How can an ISP or mobile install a new certificate onto your computer? I know
how companies do it as they send their IT bud round to do it. Or is SSL far
less secure than I thought? Totally exposed to MITM attacks?

The SSL decryption is happening all in one massive centralized place. Running
through one legal company. Completely under American jurisdiction. The server
doesn't have the SSL certificate, CloudFlare does:

[http://blog.cloudflare.com/easiest-ssl-ever-now-included-
aut...](http://blog.cloudflare.com/easiest-ssl-ever-now-included-
automatically-w)

I'm more than willing to admit being wrong. But I don't see how CloudFlare
being able to inspect all SSL traffic between two parties is anything like
ISPs and mobile providers having proxies.

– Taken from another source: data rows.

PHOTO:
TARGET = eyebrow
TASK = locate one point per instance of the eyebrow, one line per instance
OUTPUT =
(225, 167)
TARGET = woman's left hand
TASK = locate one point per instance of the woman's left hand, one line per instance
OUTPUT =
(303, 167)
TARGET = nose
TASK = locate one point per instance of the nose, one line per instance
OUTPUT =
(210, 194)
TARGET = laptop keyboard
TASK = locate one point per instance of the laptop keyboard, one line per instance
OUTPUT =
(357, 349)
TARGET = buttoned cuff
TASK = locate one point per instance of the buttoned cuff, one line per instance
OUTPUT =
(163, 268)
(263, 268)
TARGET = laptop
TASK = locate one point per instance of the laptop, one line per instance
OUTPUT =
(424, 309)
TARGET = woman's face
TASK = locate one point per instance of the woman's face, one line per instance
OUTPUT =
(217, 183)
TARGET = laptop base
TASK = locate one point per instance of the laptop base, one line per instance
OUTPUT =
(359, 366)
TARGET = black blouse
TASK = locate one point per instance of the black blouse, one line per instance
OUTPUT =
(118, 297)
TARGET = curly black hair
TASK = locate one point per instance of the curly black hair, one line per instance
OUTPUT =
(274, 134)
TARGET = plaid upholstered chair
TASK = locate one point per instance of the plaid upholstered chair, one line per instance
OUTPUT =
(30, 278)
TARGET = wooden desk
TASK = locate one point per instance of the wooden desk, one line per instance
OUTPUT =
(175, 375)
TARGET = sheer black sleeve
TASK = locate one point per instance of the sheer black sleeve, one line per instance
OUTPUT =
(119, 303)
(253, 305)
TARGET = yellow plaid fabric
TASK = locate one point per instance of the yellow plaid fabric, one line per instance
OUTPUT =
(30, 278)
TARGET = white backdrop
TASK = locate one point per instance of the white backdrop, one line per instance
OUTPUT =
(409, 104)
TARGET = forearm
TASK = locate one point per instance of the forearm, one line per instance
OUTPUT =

And worse the consumer has no reasonable expectation that a third party is
even involved. Will all EU startups need to start putting disclaimer clauses
in?

I'm not suggest your CEO want's to become the new go to guy for FBI wire
tapping, I'm just saying he could be forced to and given the current climate
in America it's a bit worrying that everyone's going to CloudFlare if this is
the case.

It just seems, well, all a little dangerous. Imagine someone hacking
CloudFlare. Wow, they're really becoming a very high value target.